= Article 29 Data Protection Working Party =

Independent EU advisory body on data protection

The Article 29 Working Party (Art. 29 WP), in full the Working Party on the Protection of Individuals with regard to the Processing of Personal Data, was an independent European Union advisory body on data protection and privacy. It was made up of a representative from the data protection authority of each EU Member State, the European Data Protection Supervisor and the European Commission.

The composition and purpose of Art. 29 WP was set out in Article 29 of the Data Protection Directive (Directive 95/46/EC), and it was launched in 1996. It was replaced by the European Data Protection Board (EDPB) on 25 May 2018 in accordance with the EU General Data Protection Regulation (GDPR) (Regulation (EU) 2016/679).

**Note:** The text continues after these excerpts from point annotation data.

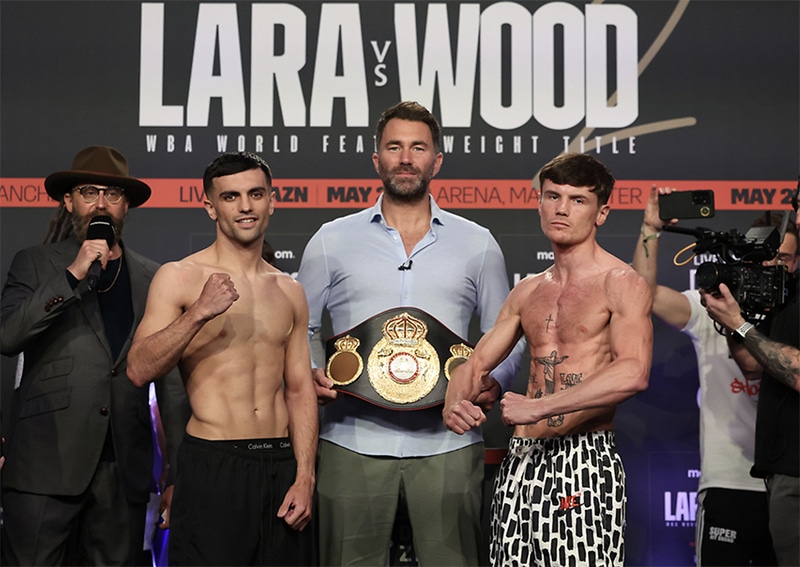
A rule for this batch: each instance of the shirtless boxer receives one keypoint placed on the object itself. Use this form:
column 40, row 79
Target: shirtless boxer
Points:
column 559, row 497
column 236, row 328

Its main stated missions were to:
- provide expert advice to the States regarding data protection;
- promote the consistent application of the Data Protection Directive in all EU state members, as well as Norway, Liechtenstein and Iceland;
- give to the Commission an opinion on community laws (first pillar) affecting the right to protection of personal data; and
- make recommendations to the public on matters relating to the protection of persons with regard to the processing of personal data and privacy in the European Community.

The Working Party elected a chairman and two vice-chairmen, each with a two-year term of office. Their term of office was renewable only once. The Working Party's secretariat was provided by the European Commission.